In terms of gameplay, NieR: Automata absolutely nails its quick and easy combat system that shows the deft hand and experience of the developers. Commands are simple and controls are designed for ease of access; using square or triangle performs a melee attack (light or heavy, respectively) while holding R1 will allow you to constantly shoot using your Pod (a weaponised robotic assistant). Well-placed dodges will allow you to slow down time as well, giving you crucial moments to get your hits in. It’s fast and fluid and you’ve got a highly customisable arsenal to play around with. In terms of actual RPG mechanics, NieR: Automata is fairly light. You don’t really have stats or perks to level up, but instead you have plug-in chips. Customising your plug-in chips will give you some serious buffs. For instance, during my playthroughs I had various buffs to my overall damage, amount of experience gained and increased dodging windows. Plug-in chips can also be used to customise your HUD, but there isn’t much of a necessity to mess with this aside from adding the EXP gauge to the HUD (this isn’t standard). All levelling up does is increase your health pool and reduces how much delta scaling affects you (a system whereby battling enemies that are a higher level than you will result in you doing less damage to the enemy).
In terms of actual difficulty, there are four difficulties you can choose: easy, normal, hard and very hard. The game itself isn’t incredibly difficult, but on the higher difficulties enemies do definitely hit like trucks. There are multiple instances where you can get swamped, especially given the pace of the combat, but it is fairly balanced. A cool combat mechanic which is more predominant in your second playthrough is hacking. The best way to look at this is like a retro-style mini game where the way to win is just by shooting a sphere until it explodes. Doing so will provide benefits in combat in the ways of either killing an enemy entirely, or causing major damage.
It’s definitely hard to define NieR: Automata’s gameplay as belonging to any one genre, as PG have gone above and beyond and created some brilliantly varied gameplay. It can go from your run-of-the-mill hack ’n’ slash to a 2D Metroidvania-style platformer in an instant, and at some points it’s even similar to a top down, twinstick shooter in the vein of something like Helldivers. There really is a refreshing amount of varied gameplay and it helps keep the game from feeling stale, and the creative design overall is a breath of fresh air.

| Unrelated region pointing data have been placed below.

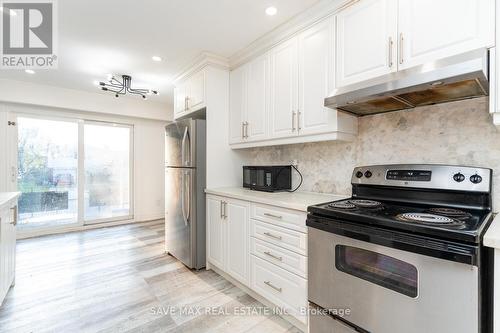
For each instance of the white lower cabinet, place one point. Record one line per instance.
(8, 220)
(227, 236)
(264, 247)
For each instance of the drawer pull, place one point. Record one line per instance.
(271, 285)
(272, 215)
(269, 254)
(272, 236)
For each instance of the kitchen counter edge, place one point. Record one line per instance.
(292, 200)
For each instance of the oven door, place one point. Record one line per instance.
(388, 290)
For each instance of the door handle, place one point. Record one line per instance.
(272, 236)
(272, 215)
(269, 254)
(14, 213)
(272, 286)
(390, 52)
(401, 48)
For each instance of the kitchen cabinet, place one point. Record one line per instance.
(8, 221)
(283, 94)
(316, 79)
(227, 237)
(190, 94)
(366, 41)
(278, 98)
(249, 86)
(431, 30)
(378, 37)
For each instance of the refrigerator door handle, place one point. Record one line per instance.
(188, 196)
(186, 148)
(183, 197)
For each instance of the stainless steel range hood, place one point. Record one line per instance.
(455, 78)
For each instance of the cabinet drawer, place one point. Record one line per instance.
(280, 216)
(291, 261)
(289, 239)
(281, 287)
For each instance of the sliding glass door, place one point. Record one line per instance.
(47, 172)
(73, 172)
(107, 172)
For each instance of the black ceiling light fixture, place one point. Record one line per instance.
(124, 87)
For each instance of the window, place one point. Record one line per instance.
(47, 172)
(107, 171)
(377, 268)
(73, 172)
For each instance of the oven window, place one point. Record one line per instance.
(377, 268)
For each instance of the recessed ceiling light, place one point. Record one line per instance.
(271, 11)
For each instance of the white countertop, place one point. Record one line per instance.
(492, 236)
(296, 200)
(5, 197)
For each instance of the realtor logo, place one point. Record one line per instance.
(28, 34)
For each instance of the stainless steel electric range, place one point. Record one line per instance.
(404, 253)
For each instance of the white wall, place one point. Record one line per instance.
(43, 95)
(148, 153)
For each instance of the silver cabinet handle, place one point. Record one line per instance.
(390, 52)
(272, 236)
(272, 215)
(269, 254)
(401, 48)
(14, 211)
(274, 287)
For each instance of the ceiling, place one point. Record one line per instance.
(120, 36)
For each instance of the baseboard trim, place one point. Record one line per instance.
(39, 233)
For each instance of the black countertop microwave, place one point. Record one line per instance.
(268, 178)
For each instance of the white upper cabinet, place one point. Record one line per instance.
(283, 94)
(316, 79)
(257, 98)
(196, 91)
(431, 30)
(237, 104)
(190, 94)
(366, 41)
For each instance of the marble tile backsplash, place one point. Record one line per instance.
(454, 133)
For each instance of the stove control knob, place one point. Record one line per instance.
(458, 177)
(476, 179)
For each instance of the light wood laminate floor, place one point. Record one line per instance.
(119, 279)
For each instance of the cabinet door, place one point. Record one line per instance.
(196, 91)
(431, 30)
(257, 98)
(283, 94)
(366, 41)
(179, 100)
(316, 61)
(237, 254)
(237, 104)
(215, 232)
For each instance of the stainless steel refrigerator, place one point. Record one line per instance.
(185, 165)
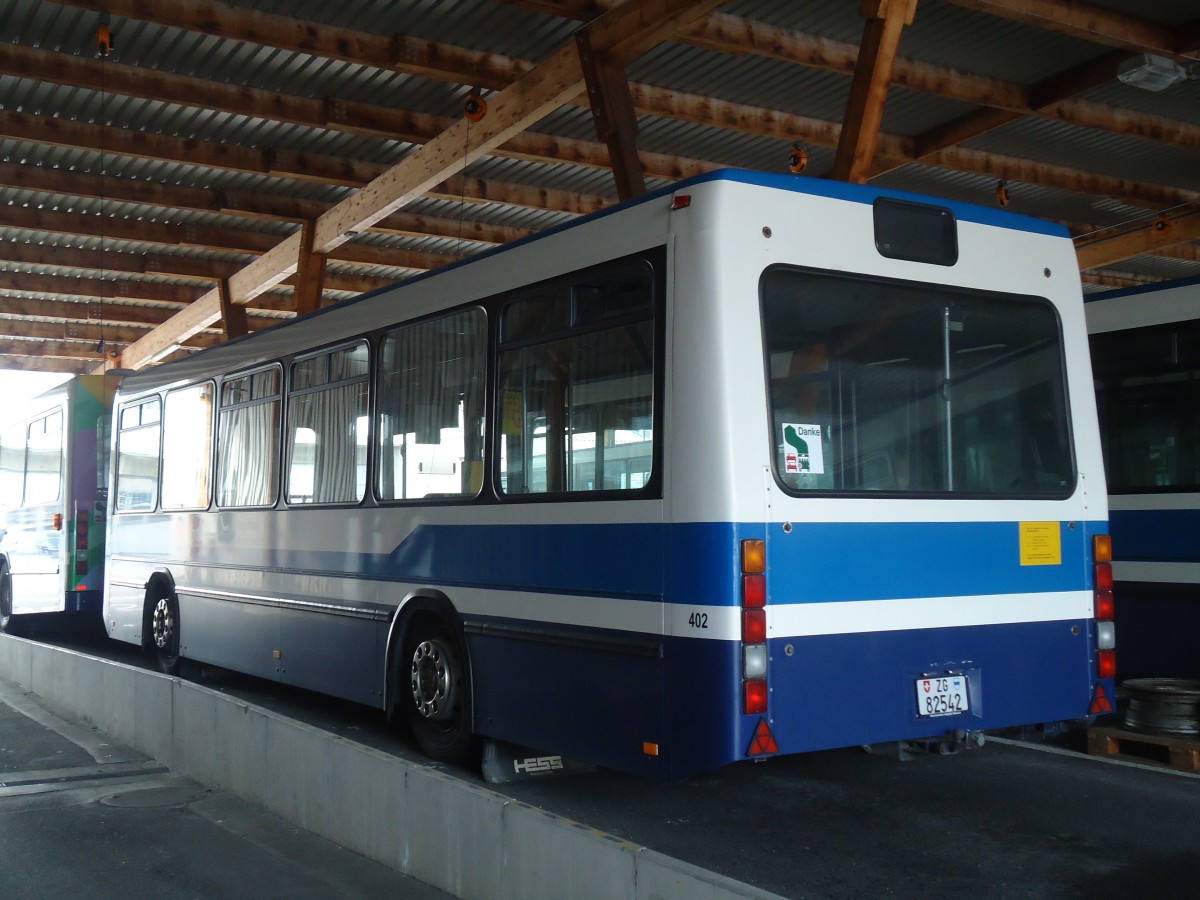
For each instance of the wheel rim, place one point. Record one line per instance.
(433, 681)
(162, 625)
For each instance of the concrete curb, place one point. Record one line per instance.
(459, 837)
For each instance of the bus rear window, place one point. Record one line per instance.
(913, 389)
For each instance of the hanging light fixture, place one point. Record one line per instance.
(1152, 72)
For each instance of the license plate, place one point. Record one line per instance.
(942, 696)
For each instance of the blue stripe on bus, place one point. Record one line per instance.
(868, 193)
(831, 691)
(1158, 535)
(699, 562)
(816, 562)
(834, 562)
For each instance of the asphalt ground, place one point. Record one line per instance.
(1008, 820)
(82, 816)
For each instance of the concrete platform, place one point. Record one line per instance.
(457, 837)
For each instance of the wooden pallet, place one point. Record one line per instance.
(1177, 753)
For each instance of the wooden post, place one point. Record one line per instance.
(612, 112)
(310, 273)
(233, 316)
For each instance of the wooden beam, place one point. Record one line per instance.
(1123, 243)
(885, 22)
(17, 360)
(310, 273)
(276, 163)
(88, 335)
(613, 115)
(233, 316)
(543, 89)
(1050, 91)
(195, 237)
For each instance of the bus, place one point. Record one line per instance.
(1146, 358)
(54, 503)
(749, 466)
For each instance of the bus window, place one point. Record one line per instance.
(328, 427)
(1150, 424)
(249, 439)
(12, 467)
(903, 388)
(43, 460)
(187, 448)
(137, 457)
(431, 408)
(577, 385)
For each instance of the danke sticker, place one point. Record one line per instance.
(802, 450)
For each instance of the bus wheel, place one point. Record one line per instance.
(165, 634)
(435, 687)
(9, 623)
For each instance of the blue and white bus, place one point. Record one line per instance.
(756, 465)
(54, 503)
(1146, 358)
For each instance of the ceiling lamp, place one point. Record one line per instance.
(1151, 72)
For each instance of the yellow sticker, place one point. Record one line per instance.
(1041, 544)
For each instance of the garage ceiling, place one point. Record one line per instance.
(174, 172)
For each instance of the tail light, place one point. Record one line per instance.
(754, 627)
(1104, 606)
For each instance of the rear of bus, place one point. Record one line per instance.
(898, 513)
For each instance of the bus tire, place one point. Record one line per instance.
(433, 687)
(162, 619)
(9, 623)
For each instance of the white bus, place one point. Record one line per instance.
(1146, 358)
(54, 503)
(756, 465)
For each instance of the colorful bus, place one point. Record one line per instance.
(54, 503)
(751, 466)
(1146, 358)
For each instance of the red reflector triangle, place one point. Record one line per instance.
(1101, 702)
(763, 742)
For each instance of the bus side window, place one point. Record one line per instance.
(328, 427)
(12, 467)
(137, 456)
(431, 408)
(187, 448)
(577, 385)
(249, 439)
(43, 460)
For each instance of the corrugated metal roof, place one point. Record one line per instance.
(201, 147)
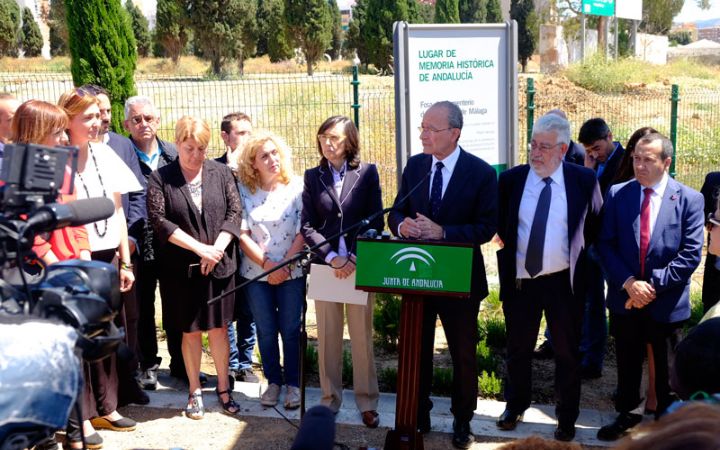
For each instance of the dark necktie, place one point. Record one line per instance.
(644, 228)
(436, 191)
(536, 243)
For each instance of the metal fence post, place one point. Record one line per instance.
(530, 108)
(356, 96)
(674, 99)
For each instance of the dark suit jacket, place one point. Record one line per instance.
(575, 153)
(324, 214)
(584, 203)
(142, 228)
(468, 212)
(133, 202)
(611, 166)
(170, 206)
(674, 250)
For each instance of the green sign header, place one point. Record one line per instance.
(599, 7)
(412, 267)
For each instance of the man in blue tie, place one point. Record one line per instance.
(456, 202)
(548, 214)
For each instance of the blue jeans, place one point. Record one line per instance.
(277, 310)
(241, 352)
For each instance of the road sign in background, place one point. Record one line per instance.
(599, 7)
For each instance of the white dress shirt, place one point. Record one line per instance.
(556, 251)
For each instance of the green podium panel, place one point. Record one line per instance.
(414, 267)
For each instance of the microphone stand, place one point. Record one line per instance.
(303, 258)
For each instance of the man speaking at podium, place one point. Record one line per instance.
(454, 199)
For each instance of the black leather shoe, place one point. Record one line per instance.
(545, 351)
(509, 420)
(424, 423)
(462, 437)
(619, 427)
(565, 433)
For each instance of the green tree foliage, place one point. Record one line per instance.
(446, 11)
(310, 23)
(102, 47)
(31, 38)
(273, 37)
(658, 15)
(140, 29)
(472, 11)
(378, 29)
(523, 11)
(493, 12)
(9, 27)
(221, 29)
(355, 40)
(58, 29)
(337, 33)
(171, 30)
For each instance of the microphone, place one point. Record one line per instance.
(79, 212)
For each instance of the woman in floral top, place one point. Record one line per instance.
(272, 202)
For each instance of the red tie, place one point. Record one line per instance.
(644, 229)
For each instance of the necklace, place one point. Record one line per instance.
(87, 192)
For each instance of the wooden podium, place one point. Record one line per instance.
(414, 269)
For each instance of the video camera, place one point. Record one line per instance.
(52, 316)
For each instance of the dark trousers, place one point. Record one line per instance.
(711, 283)
(632, 332)
(564, 314)
(459, 320)
(146, 281)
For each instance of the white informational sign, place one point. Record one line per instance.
(471, 65)
(628, 9)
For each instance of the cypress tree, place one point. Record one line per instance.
(493, 13)
(9, 27)
(472, 11)
(58, 29)
(140, 29)
(447, 11)
(523, 11)
(377, 30)
(310, 23)
(337, 33)
(170, 29)
(31, 38)
(222, 29)
(102, 47)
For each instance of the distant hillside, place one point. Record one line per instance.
(707, 23)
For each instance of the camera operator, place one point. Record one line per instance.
(101, 173)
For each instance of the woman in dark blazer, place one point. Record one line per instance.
(338, 193)
(194, 208)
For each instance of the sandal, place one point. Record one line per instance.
(195, 409)
(230, 407)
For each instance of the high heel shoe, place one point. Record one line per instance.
(195, 409)
(230, 407)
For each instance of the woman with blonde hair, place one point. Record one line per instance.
(101, 173)
(194, 208)
(272, 204)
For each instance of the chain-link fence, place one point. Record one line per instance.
(697, 121)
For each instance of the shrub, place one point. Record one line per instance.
(489, 386)
(386, 320)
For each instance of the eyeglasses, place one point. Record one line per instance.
(331, 137)
(422, 129)
(543, 147)
(137, 120)
(713, 221)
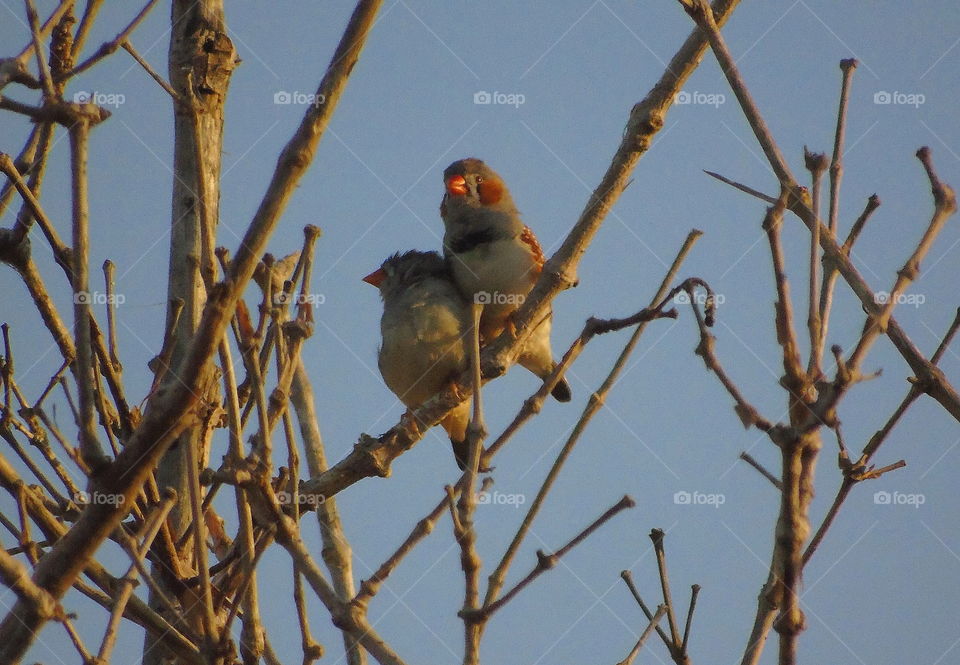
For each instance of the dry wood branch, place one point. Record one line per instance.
(372, 457)
(86, 23)
(635, 651)
(344, 615)
(938, 387)
(628, 579)
(148, 531)
(694, 592)
(24, 162)
(128, 47)
(531, 406)
(759, 467)
(656, 535)
(854, 472)
(16, 577)
(46, 79)
(836, 176)
(945, 204)
(816, 163)
(108, 48)
(169, 410)
(90, 448)
(547, 561)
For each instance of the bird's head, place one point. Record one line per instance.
(472, 185)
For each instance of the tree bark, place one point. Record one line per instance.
(201, 59)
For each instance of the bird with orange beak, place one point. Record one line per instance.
(494, 258)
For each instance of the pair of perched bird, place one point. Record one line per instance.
(490, 258)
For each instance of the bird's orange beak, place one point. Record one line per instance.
(457, 185)
(376, 277)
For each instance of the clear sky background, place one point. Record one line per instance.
(883, 586)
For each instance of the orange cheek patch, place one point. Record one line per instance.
(490, 191)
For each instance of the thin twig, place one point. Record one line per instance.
(108, 48)
(162, 82)
(547, 561)
(745, 456)
(635, 651)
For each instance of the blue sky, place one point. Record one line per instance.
(668, 426)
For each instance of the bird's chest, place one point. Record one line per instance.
(499, 271)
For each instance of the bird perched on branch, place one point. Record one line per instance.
(425, 328)
(494, 258)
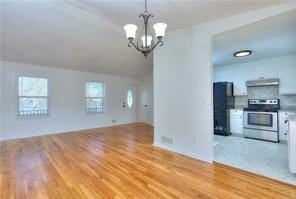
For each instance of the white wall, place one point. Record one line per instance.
(267, 68)
(0, 98)
(183, 76)
(145, 111)
(66, 101)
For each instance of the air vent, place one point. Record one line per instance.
(167, 140)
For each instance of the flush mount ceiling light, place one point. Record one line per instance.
(242, 53)
(148, 42)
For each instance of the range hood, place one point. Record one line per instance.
(263, 82)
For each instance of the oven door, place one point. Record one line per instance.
(267, 121)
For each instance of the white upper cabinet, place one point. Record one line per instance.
(287, 80)
(283, 68)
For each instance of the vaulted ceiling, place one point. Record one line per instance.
(87, 35)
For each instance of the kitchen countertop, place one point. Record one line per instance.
(288, 108)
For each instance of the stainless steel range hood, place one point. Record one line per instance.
(263, 82)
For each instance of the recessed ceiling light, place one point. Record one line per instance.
(242, 53)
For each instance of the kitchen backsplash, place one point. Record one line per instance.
(288, 102)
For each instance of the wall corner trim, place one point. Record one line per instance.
(183, 152)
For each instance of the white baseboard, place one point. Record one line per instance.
(183, 152)
(58, 132)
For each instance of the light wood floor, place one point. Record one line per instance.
(119, 162)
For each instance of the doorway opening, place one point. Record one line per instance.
(254, 96)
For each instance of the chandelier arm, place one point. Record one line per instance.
(160, 43)
(131, 43)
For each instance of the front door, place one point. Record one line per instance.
(129, 103)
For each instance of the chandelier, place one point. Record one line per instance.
(148, 42)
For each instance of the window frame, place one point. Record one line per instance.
(18, 96)
(103, 98)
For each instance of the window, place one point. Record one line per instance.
(32, 96)
(94, 97)
(129, 98)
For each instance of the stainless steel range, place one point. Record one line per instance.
(261, 119)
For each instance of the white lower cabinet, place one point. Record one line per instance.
(236, 121)
(283, 125)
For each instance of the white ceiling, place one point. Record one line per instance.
(87, 35)
(272, 37)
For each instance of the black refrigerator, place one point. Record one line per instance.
(223, 102)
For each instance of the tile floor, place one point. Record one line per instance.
(264, 158)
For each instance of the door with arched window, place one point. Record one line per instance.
(129, 104)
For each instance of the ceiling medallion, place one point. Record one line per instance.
(148, 42)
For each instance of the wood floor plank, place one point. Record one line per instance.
(119, 162)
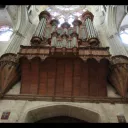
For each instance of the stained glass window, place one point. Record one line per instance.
(124, 35)
(5, 33)
(66, 12)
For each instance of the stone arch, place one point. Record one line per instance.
(54, 110)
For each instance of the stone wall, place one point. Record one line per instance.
(31, 111)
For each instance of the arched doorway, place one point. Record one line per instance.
(61, 119)
(62, 113)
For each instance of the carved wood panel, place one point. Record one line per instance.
(64, 77)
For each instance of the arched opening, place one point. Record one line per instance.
(61, 119)
(61, 113)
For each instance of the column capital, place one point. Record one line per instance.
(44, 14)
(65, 25)
(87, 14)
(54, 22)
(74, 34)
(76, 22)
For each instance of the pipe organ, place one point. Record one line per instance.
(64, 62)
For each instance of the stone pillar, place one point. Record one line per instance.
(74, 42)
(54, 39)
(65, 27)
(39, 33)
(64, 40)
(92, 36)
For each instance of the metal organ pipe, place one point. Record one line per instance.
(89, 25)
(92, 36)
(38, 28)
(39, 33)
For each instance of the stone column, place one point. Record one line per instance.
(92, 36)
(54, 39)
(65, 27)
(39, 33)
(74, 42)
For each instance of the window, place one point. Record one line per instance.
(66, 12)
(5, 33)
(124, 35)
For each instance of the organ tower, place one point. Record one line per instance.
(64, 62)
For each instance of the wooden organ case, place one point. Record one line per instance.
(64, 62)
(69, 66)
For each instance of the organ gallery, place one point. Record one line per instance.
(64, 62)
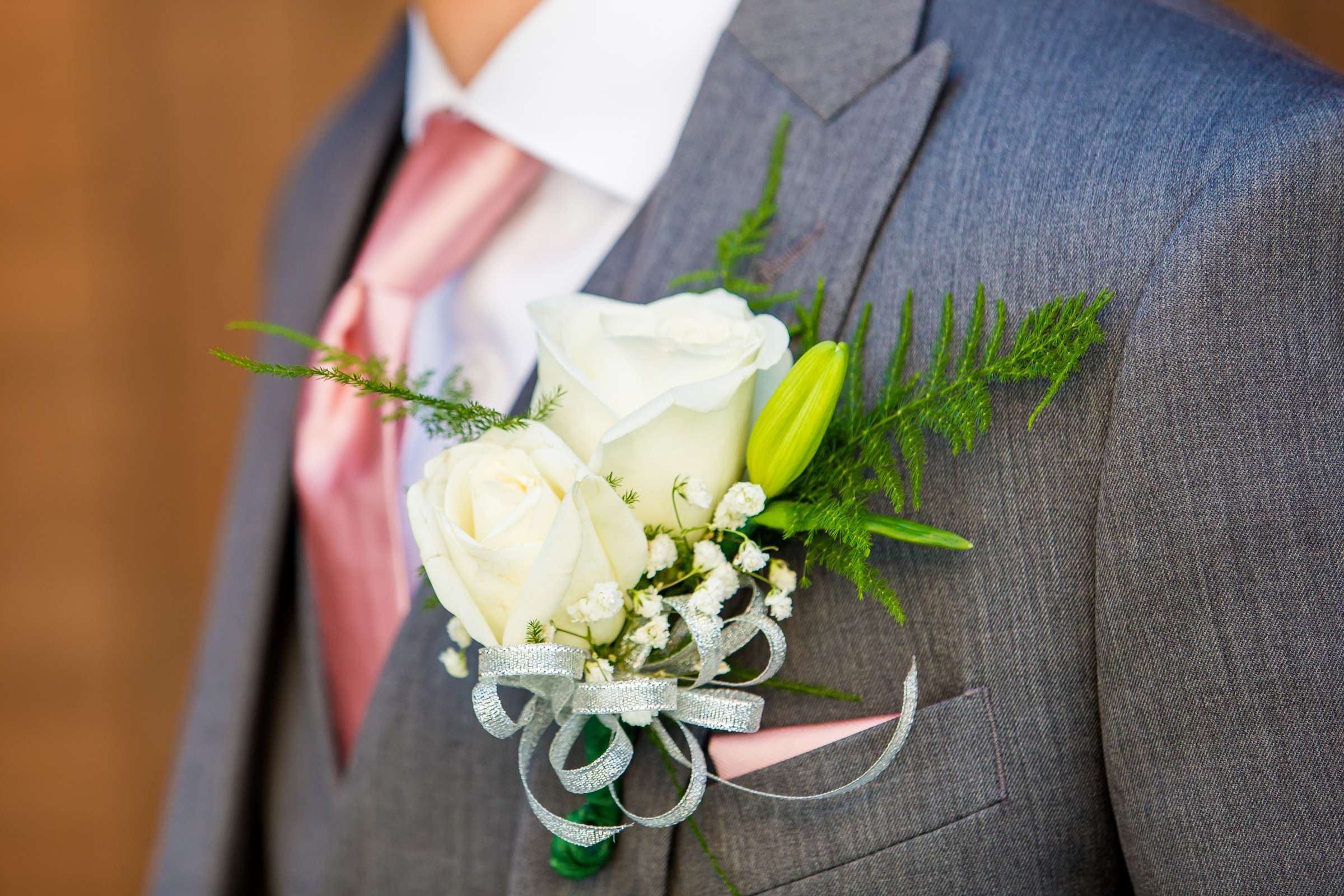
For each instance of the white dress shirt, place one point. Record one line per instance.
(599, 90)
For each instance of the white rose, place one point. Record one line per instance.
(660, 390)
(514, 527)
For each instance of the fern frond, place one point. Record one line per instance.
(857, 461)
(440, 417)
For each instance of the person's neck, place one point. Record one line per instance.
(468, 31)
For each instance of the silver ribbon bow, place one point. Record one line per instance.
(553, 673)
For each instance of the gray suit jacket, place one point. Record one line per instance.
(1132, 683)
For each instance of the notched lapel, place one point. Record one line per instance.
(841, 175)
(828, 52)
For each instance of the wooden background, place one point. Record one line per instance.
(139, 147)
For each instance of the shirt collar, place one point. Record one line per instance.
(599, 89)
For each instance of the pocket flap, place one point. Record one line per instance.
(948, 770)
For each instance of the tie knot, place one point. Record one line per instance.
(454, 190)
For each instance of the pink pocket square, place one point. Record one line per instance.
(736, 755)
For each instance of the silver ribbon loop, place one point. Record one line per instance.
(720, 710)
(629, 695)
(546, 669)
(573, 832)
(694, 790)
(553, 673)
(706, 649)
(494, 716)
(741, 629)
(909, 702)
(601, 772)
(526, 660)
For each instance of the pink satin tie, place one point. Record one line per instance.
(737, 755)
(455, 189)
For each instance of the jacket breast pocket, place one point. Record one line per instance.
(948, 770)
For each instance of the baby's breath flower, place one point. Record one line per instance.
(698, 493)
(662, 554)
(637, 718)
(458, 632)
(741, 501)
(455, 661)
(706, 600)
(726, 580)
(648, 602)
(750, 557)
(717, 587)
(603, 602)
(654, 633)
(778, 604)
(709, 555)
(783, 578)
(599, 671)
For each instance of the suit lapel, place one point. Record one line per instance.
(841, 175)
(855, 132)
(425, 780)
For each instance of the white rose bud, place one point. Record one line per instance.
(660, 390)
(514, 527)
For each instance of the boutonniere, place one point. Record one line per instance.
(615, 548)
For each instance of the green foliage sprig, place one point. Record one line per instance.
(451, 413)
(738, 246)
(881, 446)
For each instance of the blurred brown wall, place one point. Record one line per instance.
(140, 143)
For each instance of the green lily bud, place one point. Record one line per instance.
(790, 430)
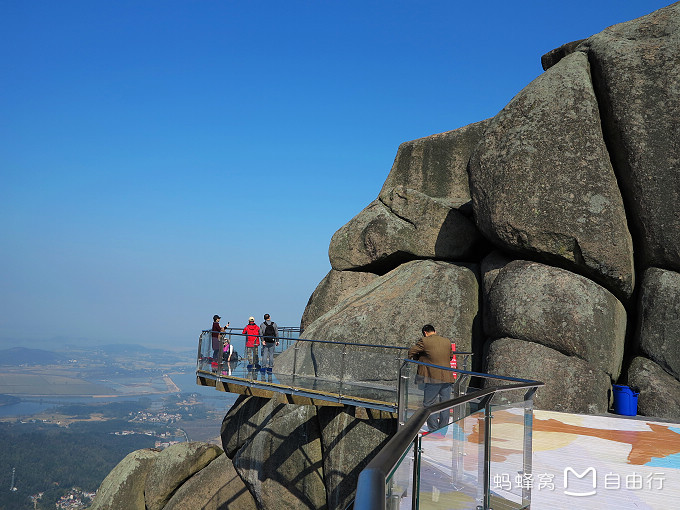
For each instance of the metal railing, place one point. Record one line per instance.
(337, 371)
(394, 478)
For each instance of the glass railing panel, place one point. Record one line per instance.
(205, 352)
(450, 458)
(508, 477)
(399, 487)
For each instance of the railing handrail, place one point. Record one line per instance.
(370, 493)
(336, 342)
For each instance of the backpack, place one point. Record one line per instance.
(269, 333)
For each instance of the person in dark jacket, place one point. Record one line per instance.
(216, 330)
(436, 350)
(270, 338)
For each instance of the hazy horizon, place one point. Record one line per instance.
(166, 161)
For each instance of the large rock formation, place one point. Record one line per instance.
(557, 206)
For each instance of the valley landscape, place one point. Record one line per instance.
(68, 417)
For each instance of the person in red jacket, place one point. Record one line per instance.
(252, 342)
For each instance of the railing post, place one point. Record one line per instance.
(417, 451)
(342, 363)
(402, 392)
(487, 453)
(200, 346)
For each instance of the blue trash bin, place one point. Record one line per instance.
(625, 400)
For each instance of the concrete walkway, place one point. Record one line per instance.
(579, 462)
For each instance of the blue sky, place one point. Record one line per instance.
(163, 161)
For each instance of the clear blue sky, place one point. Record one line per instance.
(163, 161)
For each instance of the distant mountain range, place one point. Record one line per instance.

Visually speaking, NieR: Automata looks great. The ‘nature reclaimed’ approach to a dilapidated metropolis (which has been done quite a lot in recent times) feels familiar, but with a distinct personality nonetheless. While there is a lush green covering most of the city, there are also parts of it which are an arid desert. The creative variation in the world is once again, refreshing. The lighting in NieR: Automata is incredible and it’s definitely one of the prettiest JRPGs I’ve played (outside of FFXV). However its beauty is occasionally to its detriment. The frame rate aims to sit a 60fps but on the regular PS4 it is very unstable. When it sits at 60 it look gorgeous, but more often than not the frames take a massive dive into 30fps and sometimes even lower (though that isn’t very often) The faster frame rate definitely suits the slick and stylish combat, but noticeable drops are too frequent to be ignored.
NieR: Automata is a triumphant achievement in creativity, variety and clever development. With its short-but-sweet story that varies between subsequent playthroughs, you’ll find that the multifaceted story is not only compelling, but packed with little nuances and intricacies. The great combat, cool customisation options and clever design makes for an accessible RPG that is simple on the surface but still offers significant challenge. Despite frame rate annoyances, it can’t detract majorly from what is a great game, and I would highly recommend this title to anyone.